In the February issue of Quality Digest, Joseph M. Juran pointed out that quality needs to “scale up” if it is to remain a viable force in the next century. In other words, quality must spread beyond its traditional manufacturing base.
A major opportunity to do just that now exists, as Six Sigma enjoys a resurgence of interest among quality professionals and “data mining” is the hot topic among information systems professionals. Six Sigma involves getting 10-fold improvements in quality very quickly; data mining uses the corporate data warehouse, the institutional “memory,” to obtain information that can help improve business performance.
The two approaches complement each other, but have differences as well. Data mining is a vaguely defined approach for extracting information from large amounts of data. This contrasts with the usual small data set analysis performed by quality engineers and statisticians. Data mining also tends to use automatic or semiautomatic means to explore and analyze the data. Again, this contrasts with traditional hands-on quality applications, such as control charts maintained by machine operators. Data mining for quality corresponds more closely with what Taguchi described as “off line” quality analysis. The idea is to tap into the vast warehouses of quality data kept by most businesses to find hidden treasures. The discovered patterns, combined with business process know-how, help find ways to do things better.
Data-mining techniques tend to be more advanced than simple SPC tools. Online analytic processing and data mining complement one another. Online analytic processing is a presentation tool that facilitates ad hoc knowledge discovery, usually from large databases. Whereas data mining often requires a high level of technical training in computers and statistical analysis, OLAP can be applied by just about anyone with a minimal amount of training.
Despite these differences, both data mining and OLAP belong in the quality professional’s tool kit. Many quality tools, such as histograms, Pareto diagrams and scatter plots, already fit under the information systems banner of OLAP. Advanced quality and reliability analysis methods, such as design of experiments and survival analysis, fit nicely under the data mining heading. Quality professionals should take advantage of the opportunity to share ideas with their colleagues in the information systems area.
Example: A bank wants to know more about its customers. It will start by studying how long customers stay with the bank. This is a first step in learning how to provide services that will keep customers longer.
This should be considered a quality study. The quality profession tends to focus too much on things gone wrong in identifying failures, then looking for ways to fail less. An alternative is to examine things done right, then look for new ways to do things that customers will like even better. This proactive, positive approach is a key to quality scale-up and a ticket into an organization’s mainstream operations.

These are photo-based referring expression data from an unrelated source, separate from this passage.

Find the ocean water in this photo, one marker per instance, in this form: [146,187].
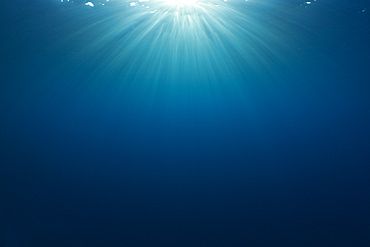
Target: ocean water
[184,123]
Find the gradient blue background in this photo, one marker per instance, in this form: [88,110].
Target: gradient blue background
[100,154]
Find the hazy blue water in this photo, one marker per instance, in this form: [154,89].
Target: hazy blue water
[243,124]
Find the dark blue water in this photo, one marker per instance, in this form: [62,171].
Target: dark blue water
[242,124]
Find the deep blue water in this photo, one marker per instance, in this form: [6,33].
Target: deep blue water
[243,124]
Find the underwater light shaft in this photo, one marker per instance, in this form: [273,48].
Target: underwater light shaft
[192,40]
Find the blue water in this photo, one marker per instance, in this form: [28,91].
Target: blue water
[238,123]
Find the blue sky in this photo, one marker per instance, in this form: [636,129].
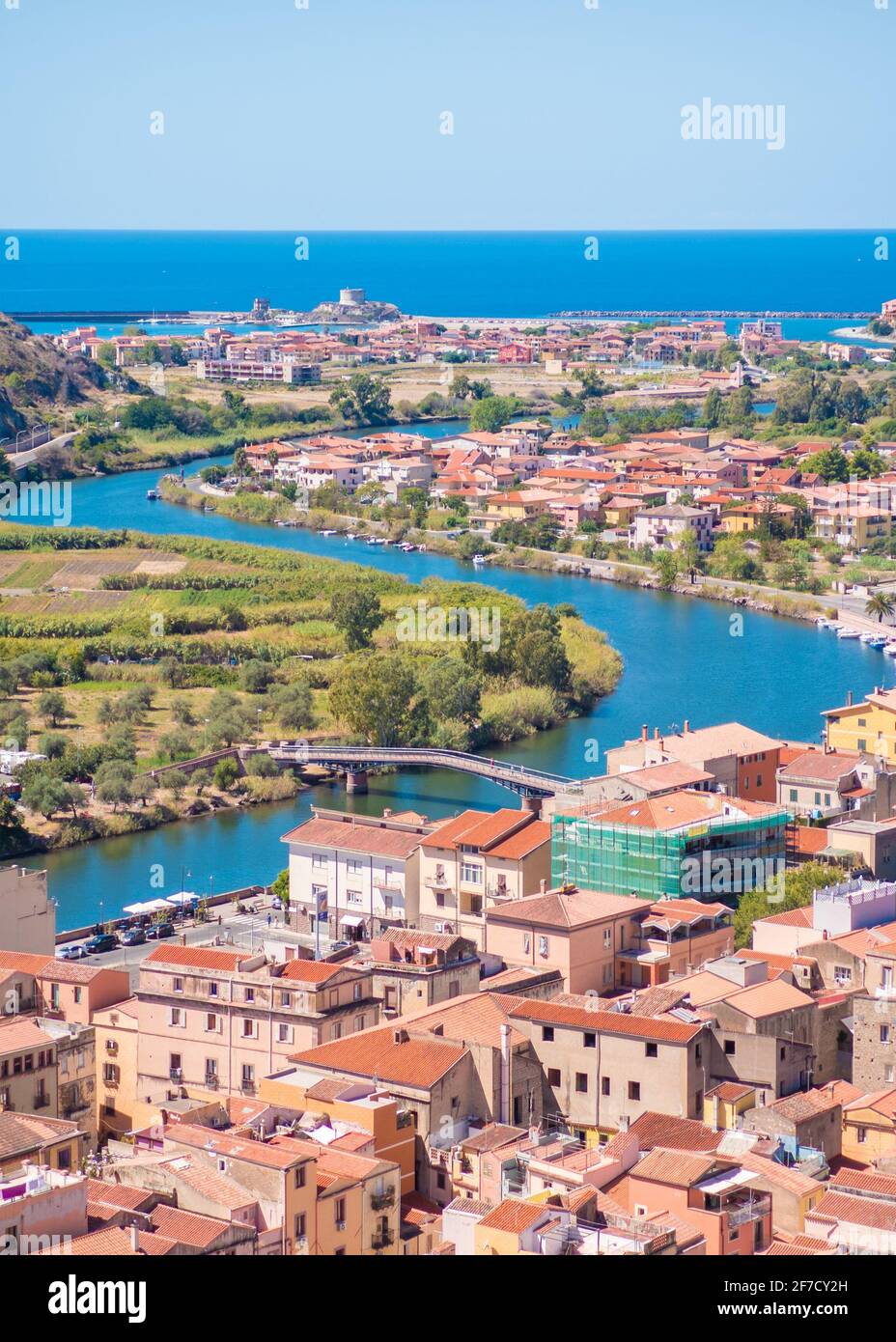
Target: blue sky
[329,117]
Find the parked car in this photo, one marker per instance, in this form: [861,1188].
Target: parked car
[71,953]
[158,932]
[105,941]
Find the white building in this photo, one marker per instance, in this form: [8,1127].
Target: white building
[358,874]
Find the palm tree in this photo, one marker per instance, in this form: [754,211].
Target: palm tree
[881,604]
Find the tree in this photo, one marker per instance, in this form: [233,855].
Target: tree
[665,570]
[362,399]
[255,675]
[52,708]
[373,695]
[176,783]
[881,604]
[355,612]
[293,705]
[45,794]
[226,773]
[114,783]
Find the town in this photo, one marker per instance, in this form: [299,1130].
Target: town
[651,1015]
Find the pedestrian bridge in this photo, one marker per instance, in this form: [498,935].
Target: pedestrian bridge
[355,760]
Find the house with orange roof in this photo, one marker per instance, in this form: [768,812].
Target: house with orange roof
[479,860]
[214,1020]
[354,874]
[578,932]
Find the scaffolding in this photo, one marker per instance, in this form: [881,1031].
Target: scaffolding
[715,857]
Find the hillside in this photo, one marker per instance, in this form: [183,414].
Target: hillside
[37,378]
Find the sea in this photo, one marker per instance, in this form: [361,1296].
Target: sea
[465,274]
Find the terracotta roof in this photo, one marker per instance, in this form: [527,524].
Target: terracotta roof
[353,838]
[681,1134]
[199,957]
[856,1211]
[316,970]
[514,1216]
[417,1063]
[769,998]
[566,909]
[681,1169]
[188,1227]
[23,1132]
[608,1022]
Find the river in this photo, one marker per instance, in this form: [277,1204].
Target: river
[683,659]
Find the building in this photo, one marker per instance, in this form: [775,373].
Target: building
[27,914]
[575,932]
[678,846]
[665,526]
[475,860]
[213,1020]
[413,969]
[355,875]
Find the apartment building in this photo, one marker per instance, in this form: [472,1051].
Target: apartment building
[355,875]
[27,915]
[217,1020]
[476,862]
[413,969]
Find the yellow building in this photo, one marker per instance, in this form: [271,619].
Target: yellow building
[869,1128]
[868,726]
[723,1106]
[120,1110]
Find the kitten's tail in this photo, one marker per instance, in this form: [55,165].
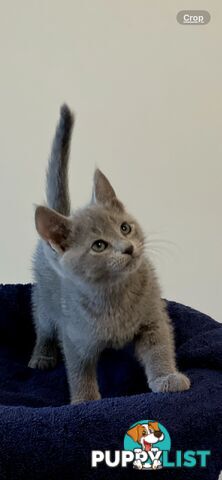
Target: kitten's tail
[57,190]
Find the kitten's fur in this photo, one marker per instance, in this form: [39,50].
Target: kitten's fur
[88,301]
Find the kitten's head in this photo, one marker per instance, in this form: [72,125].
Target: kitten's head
[100,242]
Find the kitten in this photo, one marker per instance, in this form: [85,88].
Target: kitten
[95,288]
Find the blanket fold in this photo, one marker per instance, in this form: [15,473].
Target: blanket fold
[45,438]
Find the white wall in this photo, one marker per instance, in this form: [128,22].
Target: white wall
[147,92]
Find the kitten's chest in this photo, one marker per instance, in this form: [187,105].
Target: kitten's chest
[94,320]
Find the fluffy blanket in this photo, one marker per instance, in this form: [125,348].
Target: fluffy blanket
[43,437]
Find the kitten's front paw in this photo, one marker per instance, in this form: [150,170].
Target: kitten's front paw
[42,362]
[174,382]
[89,398]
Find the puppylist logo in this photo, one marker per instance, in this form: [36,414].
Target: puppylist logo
[147,445]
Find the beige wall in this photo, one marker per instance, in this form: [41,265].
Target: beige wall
[147,92]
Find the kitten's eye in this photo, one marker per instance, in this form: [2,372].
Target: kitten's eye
[125,228]
[99,246]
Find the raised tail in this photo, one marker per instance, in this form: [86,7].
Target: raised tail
[57,190]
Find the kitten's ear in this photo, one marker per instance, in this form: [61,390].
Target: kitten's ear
[103,192]
[53,227]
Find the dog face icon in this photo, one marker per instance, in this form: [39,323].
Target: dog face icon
[146,434]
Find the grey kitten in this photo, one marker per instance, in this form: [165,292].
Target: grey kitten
[95,288]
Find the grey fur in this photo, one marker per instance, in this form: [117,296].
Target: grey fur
[89,301]
[57,192]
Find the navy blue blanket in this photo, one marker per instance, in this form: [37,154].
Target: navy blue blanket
[43,437]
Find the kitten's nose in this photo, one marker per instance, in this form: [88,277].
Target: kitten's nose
[128,250]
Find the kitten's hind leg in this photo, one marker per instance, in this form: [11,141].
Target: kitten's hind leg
[45,353]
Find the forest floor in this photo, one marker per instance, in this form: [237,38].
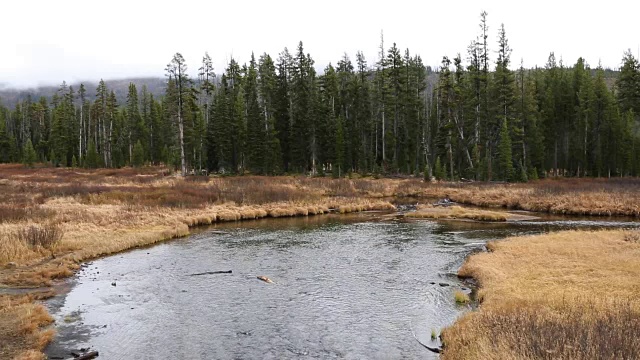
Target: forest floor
[565,295]
[53,219]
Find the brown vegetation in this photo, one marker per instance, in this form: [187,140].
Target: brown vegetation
[23,326]
[568,295]
[458,212]
[52,219]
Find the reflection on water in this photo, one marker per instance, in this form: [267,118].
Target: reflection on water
[349,287]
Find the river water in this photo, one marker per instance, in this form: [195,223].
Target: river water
[361,286]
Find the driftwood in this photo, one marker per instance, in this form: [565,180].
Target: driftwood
[213,272]
[265,279]
[87,356]
[436,350]
[445,203]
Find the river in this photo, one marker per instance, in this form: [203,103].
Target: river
[363,286]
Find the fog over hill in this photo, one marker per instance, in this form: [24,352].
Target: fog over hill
[155,85]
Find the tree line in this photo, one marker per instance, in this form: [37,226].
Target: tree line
[475,117]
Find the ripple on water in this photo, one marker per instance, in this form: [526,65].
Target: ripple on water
[342,289]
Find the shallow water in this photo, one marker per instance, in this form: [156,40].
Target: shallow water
[354,287]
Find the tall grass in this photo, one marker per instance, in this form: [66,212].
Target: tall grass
[568,295]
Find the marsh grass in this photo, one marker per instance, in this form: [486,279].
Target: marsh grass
[457,212]
[24,325]
[567,295]
[461,298]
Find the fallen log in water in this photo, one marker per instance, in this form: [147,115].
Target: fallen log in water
[87,356]
[213,272]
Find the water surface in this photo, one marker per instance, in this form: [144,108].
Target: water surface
[346,287]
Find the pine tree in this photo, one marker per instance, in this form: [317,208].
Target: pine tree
[177,72]
[504,153]
[92,160]
[29,156]
[440,171]
[256,130]
[137,159]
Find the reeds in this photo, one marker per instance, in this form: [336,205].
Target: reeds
[568,295]
[458,212]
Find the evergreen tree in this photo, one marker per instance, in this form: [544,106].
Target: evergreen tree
[92,160]
[504,152]
[138,155]
[256,130]
[29,156]
[177,73]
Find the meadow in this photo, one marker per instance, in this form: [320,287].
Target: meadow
[54,219]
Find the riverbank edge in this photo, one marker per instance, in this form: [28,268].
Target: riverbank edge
[35,326]
[482,288]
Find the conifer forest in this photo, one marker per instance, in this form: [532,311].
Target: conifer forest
[479,115]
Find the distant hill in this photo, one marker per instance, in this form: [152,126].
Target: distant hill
[155,85]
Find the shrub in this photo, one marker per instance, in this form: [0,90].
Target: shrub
[45,236]
[461,297]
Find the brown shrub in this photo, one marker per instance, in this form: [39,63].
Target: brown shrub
[45,236]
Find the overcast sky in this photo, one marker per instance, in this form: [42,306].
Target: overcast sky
[45,42]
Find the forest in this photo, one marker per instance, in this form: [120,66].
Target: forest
[480,117]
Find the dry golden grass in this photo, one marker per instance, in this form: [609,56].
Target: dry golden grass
[598,197]
[457,212]
[100,212]
[568,295]
[23,327]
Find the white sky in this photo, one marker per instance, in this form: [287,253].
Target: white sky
[45,42]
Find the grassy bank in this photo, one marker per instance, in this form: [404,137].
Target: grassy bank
[52,219]
[458,212]
[567,295]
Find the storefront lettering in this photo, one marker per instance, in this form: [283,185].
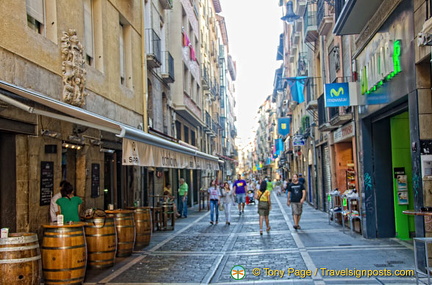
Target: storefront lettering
[382,66]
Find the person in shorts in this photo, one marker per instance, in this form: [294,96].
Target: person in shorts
[296,198]
[240,190]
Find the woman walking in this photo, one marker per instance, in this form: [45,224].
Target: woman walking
[69,204]
[227,200]
[264,205]
[214,197]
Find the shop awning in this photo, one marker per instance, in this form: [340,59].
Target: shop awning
[153,151]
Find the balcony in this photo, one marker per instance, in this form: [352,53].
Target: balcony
[153,49]
[323,122]
[300,7]
[313,88]
[205,79]
[167,69]
[340,115]
[310,27]
[166,4]
[352,16]
[325,17]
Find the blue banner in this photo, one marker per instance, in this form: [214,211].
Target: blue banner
[278,146]
[337,94]
[284,126]
[296,85]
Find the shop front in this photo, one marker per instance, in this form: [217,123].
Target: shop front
[387,127]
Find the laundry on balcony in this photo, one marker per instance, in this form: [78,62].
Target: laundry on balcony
[192,54]
[186,41]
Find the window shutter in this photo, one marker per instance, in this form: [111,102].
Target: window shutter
[88,27]
[35,9]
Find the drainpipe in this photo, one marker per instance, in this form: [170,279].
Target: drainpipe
[144,67]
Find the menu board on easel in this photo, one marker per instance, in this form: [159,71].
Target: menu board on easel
[95,180]
[47,182]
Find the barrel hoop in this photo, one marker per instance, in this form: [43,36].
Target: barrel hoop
[64,236]
[78,280]
[20,260]
[19,248]
[63,230]
[19,240]
[100,260]
[101,235]
[63,269]
[99,227]
[63,247]
[125,242]
[99,252]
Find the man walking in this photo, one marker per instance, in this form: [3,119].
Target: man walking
[183,191]
[296,198]
[240,189]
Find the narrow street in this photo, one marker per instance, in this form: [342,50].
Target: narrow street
[199,253]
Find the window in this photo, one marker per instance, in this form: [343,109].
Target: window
[122,55]
[186,134]
[36,15]
[193,139]
[88,32]
[125,56]
[178,130]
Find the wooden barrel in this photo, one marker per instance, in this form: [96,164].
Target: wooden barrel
[125,226]
[143,224]
[20,259]
[64,254]
[101,240]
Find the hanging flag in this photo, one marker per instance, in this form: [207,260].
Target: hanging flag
[337,94]
[297,85]
[278,146]
[284,126]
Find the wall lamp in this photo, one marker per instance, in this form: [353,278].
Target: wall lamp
[72,145]
[290,16]
[107,150]
[51,134]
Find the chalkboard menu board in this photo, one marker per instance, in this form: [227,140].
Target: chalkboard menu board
[95,180]
[47,182]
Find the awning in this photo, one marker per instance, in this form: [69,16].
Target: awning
[148,145]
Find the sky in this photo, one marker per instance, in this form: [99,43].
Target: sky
[253,30]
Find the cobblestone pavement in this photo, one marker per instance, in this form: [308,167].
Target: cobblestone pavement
[197,252]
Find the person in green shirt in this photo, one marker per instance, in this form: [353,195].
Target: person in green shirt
[69,204]
[183,191]
[269,185]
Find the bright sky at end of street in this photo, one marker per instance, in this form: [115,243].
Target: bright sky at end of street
[253,37]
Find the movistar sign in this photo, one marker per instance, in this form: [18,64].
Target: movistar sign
[337,94]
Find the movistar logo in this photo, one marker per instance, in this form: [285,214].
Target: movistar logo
[333,92]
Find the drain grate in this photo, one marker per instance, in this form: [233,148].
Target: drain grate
[395,262]
[383,265]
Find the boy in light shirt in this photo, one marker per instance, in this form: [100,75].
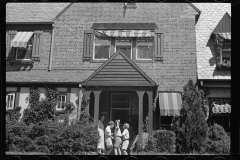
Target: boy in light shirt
[125,136]
[118,139]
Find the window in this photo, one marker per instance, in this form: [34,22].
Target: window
[165,122]
[124,44]
[23,46]
[62,100]
[144,48]
[222,119]
[25,53]
[10,98]
[130,5]
[101,48]
[136,44]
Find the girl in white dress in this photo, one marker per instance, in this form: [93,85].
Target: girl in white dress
[101,146]
[109,137]
[125,137]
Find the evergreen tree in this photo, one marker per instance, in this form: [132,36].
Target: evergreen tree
[191,127]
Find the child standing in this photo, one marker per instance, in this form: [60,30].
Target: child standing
[109,137]
[125,136]
[118,140]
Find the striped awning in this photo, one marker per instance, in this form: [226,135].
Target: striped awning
[125,33]
[21,39]
[217,109]
[225,35]
[170,104]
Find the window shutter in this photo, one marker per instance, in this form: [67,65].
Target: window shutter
[10,51]
[17,99]
[158,45]
[37,45]
[68,97]
[88,44]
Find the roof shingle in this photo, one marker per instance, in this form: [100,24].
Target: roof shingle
[33,12]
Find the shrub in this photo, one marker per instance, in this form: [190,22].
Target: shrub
[191,127]
[162,141]
[43,149]
[218,141]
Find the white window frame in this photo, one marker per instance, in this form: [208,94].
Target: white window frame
[120,44]
[100,45]
[147,44]
[8,101]
[32,38]
[59,104]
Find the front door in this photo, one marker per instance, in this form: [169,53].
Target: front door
[120,107]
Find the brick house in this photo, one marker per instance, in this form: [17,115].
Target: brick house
[128,59]
[213,39]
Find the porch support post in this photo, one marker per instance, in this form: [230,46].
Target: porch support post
[150,112]
[80,95]
[140,115]
[87,96]
[96,105]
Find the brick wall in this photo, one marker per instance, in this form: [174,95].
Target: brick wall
[179,63]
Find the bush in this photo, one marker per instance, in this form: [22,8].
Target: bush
[191,127]
[161,141]
[218,141]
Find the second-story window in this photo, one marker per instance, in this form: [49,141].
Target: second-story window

This bank’s baseline study can also be viewed in the traditional failure-focused sense of quality. If customer attrition is viewed as “failure,” a host of quality techniques can be used on the problem at once. In particular, reliability engineering methods would seem to apply. If we look at creating a new account as a “birth” and losing an account as a “death,” the problem becomes a classic birth-and-death process perfectly suited to reliability analysis. Rather than using a traditional reliability engineering method like Weibull analysis, the following example uses a method from health care known as Kaplan-Meier survival analysis.
Survival analysis studies the time to occurrence of a critical event, such as a death or, in our case, a terminated customer account. The time until the customer leaves is the survival time. Kaplan-Meier analysis allows analysis of accounts opened by customers at any time during the period studied and can include accounts that remain open when the analysis is conducted. Accounts that remain open are known as censored because the actual time at which the critical event (closing the account) occurs is unknown or hidden from us.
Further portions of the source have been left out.